Annealing of the primer - the mixture is then cooled to around 60 Degrees C which allows the primer to anneal to the DNA.

Free DNA Nucleotides Align According To Base Pairing Rules.

DNA synthesis - The temperature is increased to 72 Degrees C which is the optimum temperature for DNA polymerase. DNA polymerase forms a new DNA strand from catalysing the formation of phosphodiester bonds between the free DNA nucleotides which align along the DNA template strand by complementary base pairing rules.

Around 30-40 cycles of PCR are carried out, which generates millions of DNA fragments. Each PCR cycle doubles the amount of DNA, so huge numbers of DNA fragments can be quickly generated.

93
Q

FLUORESCENT TAGS.

A

So that the DNA can be visualised, we add a fluorescent molecule which binds to the DNA and makes it visible when exposed to UV light.

A common fluorescent tag is ethidium bromide, which inserts itself between the DNA bases and gives off fluorescence under UV light.

94
Q

ELECTROPHORESIS.

A

Once the DNA fragments have been amplified and stained with a fluorescent dye, they need to be separated.

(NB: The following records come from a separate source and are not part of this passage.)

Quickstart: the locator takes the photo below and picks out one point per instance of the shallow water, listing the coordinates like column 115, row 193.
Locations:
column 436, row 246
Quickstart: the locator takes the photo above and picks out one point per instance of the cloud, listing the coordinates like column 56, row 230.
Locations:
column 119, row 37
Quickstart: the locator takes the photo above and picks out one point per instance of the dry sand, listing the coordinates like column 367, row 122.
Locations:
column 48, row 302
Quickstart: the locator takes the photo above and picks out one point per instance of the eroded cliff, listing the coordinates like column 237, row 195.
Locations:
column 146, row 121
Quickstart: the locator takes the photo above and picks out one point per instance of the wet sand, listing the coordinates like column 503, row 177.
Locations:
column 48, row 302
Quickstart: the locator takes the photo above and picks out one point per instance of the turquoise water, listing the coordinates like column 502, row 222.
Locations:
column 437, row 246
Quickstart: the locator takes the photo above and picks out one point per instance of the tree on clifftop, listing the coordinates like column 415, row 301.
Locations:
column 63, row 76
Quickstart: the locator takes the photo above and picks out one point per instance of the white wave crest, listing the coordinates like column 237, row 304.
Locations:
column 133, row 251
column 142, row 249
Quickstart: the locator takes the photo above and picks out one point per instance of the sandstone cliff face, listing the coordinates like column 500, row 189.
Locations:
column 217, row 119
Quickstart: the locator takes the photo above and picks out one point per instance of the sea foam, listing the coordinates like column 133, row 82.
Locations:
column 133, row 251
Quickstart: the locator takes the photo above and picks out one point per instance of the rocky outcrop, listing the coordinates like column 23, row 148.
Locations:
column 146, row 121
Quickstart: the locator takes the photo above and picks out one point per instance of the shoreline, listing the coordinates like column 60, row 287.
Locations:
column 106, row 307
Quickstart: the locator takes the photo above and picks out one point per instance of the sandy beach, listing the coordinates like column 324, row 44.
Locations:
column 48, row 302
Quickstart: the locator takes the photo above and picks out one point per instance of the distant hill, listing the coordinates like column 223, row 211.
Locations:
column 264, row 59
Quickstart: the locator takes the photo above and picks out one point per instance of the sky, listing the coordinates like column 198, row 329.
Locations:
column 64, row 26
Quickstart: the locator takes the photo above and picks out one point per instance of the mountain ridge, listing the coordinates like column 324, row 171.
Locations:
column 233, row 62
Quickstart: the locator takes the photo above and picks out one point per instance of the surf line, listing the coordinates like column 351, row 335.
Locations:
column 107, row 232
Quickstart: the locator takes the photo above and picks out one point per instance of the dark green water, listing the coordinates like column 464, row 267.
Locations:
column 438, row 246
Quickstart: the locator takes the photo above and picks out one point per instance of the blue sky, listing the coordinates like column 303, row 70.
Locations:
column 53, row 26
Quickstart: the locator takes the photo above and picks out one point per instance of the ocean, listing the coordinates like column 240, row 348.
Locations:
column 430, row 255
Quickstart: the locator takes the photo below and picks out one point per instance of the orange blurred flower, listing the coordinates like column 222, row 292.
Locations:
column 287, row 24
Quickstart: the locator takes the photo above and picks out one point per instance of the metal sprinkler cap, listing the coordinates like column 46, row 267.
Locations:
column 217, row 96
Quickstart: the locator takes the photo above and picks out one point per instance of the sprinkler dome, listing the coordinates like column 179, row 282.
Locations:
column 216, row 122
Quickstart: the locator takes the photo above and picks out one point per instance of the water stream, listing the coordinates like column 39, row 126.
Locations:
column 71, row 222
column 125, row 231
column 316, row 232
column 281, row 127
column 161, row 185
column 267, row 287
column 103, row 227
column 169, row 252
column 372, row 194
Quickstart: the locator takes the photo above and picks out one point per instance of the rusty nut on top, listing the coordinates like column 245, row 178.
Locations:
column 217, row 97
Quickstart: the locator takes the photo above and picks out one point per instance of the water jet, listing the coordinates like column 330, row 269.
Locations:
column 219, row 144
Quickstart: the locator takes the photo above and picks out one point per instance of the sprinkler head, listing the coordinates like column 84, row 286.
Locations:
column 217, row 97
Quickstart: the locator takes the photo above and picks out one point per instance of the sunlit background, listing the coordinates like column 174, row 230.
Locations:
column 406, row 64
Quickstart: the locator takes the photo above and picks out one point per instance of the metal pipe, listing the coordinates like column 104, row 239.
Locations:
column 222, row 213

This is done using gel electrophoresis, which separates the DNA strands according to length.

It works because DNA is negatively charged, which means it will move towards a positive charge when placed in an electric field.

Shorter DNA fragments travel through the gel more quickly, which means they will travel a longer distance than the larger DNA fragments, so shorter DNA fragments are closer to the Anode.

Gel electrophoresis is carried out in the following steps:

An agarose gel is prepared which contains a row of wells at the top of the gel. The gel is placed into a tank containing buffer solution which is able to conduct electricity.

The DNA sample is mixed with a loading dye - this turns the DNA mixture a dark colour and helps you see what you’re doing. A fixed volume of the DNA samples are pipetted into the wells.

An electrical current is passed through the gel and the DNA will begin to move towards the bottom of the gel (towards the anode).

Once the dye has reached the bottom, the electricity is turned off and the banding pattern is visualised under UV light.